The Australian economy remains surprisingly resilient, growing at 3.3 per cent over the year to 30 June, according to yesterday's National Accounts.
The National Accounts data, released by the Australian Bureau of Statistics (ABS), showed that gross domestic product (GDP) grew 3.3 per cent throughout the year to 30 June.
Throughout the June quarter GDP grew 0.5 per cent, a slowdown compared with the March quarter figure of 1 per cent but above market expectations.
"GDP growth in the June quarter was driven by domestic final demand, which rose 0.6 per cent this quarter, supported by ongoing growth in household and public consumption," said the ABS.
"Total investment was flat in the quarter, with the continued reduction in engineering construction associated with the mining sector offset by growth in public investment," it said.
Treasurer Scott Morrison noted that the National Accounts data confirmed 2015-16 was Australia's 25th consecutive year of economic growth, and the fastest rate of growth for four years.
"The Australian economy continues to perform strongly in the face of global challenges and strong headwinds," Mr Morrison said.

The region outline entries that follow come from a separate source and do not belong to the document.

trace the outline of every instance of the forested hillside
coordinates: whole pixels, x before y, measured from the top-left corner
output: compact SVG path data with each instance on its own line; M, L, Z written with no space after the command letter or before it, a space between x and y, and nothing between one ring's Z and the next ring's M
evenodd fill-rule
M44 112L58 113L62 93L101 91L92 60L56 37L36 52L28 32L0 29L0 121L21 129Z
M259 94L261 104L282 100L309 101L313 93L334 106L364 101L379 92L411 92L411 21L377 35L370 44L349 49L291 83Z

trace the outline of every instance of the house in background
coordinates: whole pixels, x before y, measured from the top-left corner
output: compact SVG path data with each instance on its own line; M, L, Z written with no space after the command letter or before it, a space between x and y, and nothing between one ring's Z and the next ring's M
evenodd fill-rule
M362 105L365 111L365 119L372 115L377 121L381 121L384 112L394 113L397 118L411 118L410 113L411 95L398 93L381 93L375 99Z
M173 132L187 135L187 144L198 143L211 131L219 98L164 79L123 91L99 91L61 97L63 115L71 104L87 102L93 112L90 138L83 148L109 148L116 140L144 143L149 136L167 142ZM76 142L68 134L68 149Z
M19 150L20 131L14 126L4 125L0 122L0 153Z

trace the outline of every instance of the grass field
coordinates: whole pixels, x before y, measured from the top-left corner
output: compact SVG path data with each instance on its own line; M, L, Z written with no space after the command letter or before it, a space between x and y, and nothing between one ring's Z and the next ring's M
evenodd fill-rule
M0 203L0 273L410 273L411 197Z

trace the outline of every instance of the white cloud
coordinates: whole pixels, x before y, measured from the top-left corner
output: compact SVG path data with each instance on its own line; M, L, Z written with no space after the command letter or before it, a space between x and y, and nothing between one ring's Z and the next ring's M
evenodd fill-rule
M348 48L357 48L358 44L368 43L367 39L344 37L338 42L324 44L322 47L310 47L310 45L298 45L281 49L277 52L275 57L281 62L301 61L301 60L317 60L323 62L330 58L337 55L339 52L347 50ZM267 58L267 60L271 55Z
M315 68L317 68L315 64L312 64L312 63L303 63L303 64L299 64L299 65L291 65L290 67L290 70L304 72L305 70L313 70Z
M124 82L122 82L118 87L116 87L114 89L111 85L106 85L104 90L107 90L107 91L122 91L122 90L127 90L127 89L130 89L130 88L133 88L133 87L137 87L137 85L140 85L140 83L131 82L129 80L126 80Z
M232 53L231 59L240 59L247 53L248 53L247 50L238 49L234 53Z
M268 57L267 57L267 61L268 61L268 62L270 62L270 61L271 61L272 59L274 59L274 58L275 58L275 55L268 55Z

"Today’s National Accounts once again confirm the successful transition being managed in our economy from the largest resources investment boom in our history to broader-based growth.
"But we must continue to take action to strengthen our economic resilience to deal with the likelihood of externally driven shocks.
"This is why the government is committed to arresting the level of government debt by returning the budget to balance through disciplined expenditure restraint and a tax system that supports growth and provides sustainable revenue," he said.